Let’s talk rubbish!

Posted on: 24th August 2017

Let’s talk rubbish! A risky headline for a Politician but it is a topic and a responsibility I have for Cornwall that seems of great interest.

I’ve been contacted about holiday lets. They look like ordinary homes but are actually businesses, as defined clearly in legislation. Like all other businesses, they should pay privately to have their waste collected and disposed of but many just put it out at the curbside for the Council to collect. The Council needs to ensure these businesses understand their responsibilities and, if they do not make proper arrangements for their waste to be collected, then enforcement action will follow. So, anyone reading this that cleans a holiday let, make the owner aware of the rules and holiday let owners and agents reading this – do the right thing! The bonus for the holiday let business is they will be able to arrange to have the rubbish removed at change over rather than the allocated Council collection day.

Holiday let rubish

Holiday let waste – should Cornwall Council clamp down of abuse of domestic waste collection? Photo by Cornwall Live, taken in Port Isaac

The Cornwall Energy Recovery Centre (CERC) also known as the incinerator, is another topic of conversation. Despite local concerns about it’s impact on the environment, the evidence I’ve seen is that it is less harmful than the landfill sites and probably less harmful than people continuing to drive old diesel engine cars! Landfill sites will all be closed in Cornwall in 2018 and those making decisions before I even became a Cornwall Councillor felt that the CERC was the best way forward. I know people say but it cannot take our bulky waste so, I have acted on that and soon a shredder will be in place so all domestic waste that cannot be recycled will be able to be dealt with with a very few exceptions like rubble and soil.

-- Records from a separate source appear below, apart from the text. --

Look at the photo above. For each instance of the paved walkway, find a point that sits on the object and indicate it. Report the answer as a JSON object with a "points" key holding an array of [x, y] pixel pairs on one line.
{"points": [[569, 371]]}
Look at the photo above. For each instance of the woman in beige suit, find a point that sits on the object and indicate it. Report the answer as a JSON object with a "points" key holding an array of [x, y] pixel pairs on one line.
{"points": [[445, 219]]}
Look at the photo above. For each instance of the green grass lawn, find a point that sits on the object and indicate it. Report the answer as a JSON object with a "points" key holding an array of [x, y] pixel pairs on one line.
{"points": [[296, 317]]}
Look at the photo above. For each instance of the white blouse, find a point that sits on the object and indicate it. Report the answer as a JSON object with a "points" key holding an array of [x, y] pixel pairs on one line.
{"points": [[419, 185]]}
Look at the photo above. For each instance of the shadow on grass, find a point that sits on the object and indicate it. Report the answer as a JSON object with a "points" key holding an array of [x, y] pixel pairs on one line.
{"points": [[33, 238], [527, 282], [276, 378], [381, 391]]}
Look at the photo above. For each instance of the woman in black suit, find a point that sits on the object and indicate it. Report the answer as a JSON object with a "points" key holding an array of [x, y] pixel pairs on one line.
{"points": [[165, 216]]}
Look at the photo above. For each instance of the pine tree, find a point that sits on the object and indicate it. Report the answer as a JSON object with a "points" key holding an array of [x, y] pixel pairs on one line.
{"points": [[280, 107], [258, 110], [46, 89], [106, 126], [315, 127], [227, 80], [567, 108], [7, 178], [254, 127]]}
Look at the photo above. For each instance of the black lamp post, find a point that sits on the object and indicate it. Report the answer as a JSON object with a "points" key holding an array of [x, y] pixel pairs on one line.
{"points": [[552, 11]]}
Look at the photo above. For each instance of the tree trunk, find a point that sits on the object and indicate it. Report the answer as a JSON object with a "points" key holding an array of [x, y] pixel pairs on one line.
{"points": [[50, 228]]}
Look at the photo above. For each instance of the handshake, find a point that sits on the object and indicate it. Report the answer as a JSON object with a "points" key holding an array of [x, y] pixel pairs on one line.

Seagulls are the other talking point and the fact that, outside of the old Penwith District Council area, where wheeled bins are not provided, they tear open the bags and distribute the waste around the streets. Here is info from Cornwall Council website:

How can I protect my bags of rubbish from animals and birds?

You can buy a traditional rubbish bin or a wheelie bin and put your bagged rubbish out for collection in the bin. As bins are emptied by hand we prefer that wheeled bins are not bigger than 140 litres.

You can also buy reusable seagull proof bags for £3.50 at our one stop shops.  The seagull proof bags hold around three black sacks of rubbish.  They have a secure Velcro fastening, a tie at the back and a weighted base to stop them blowing away after collection.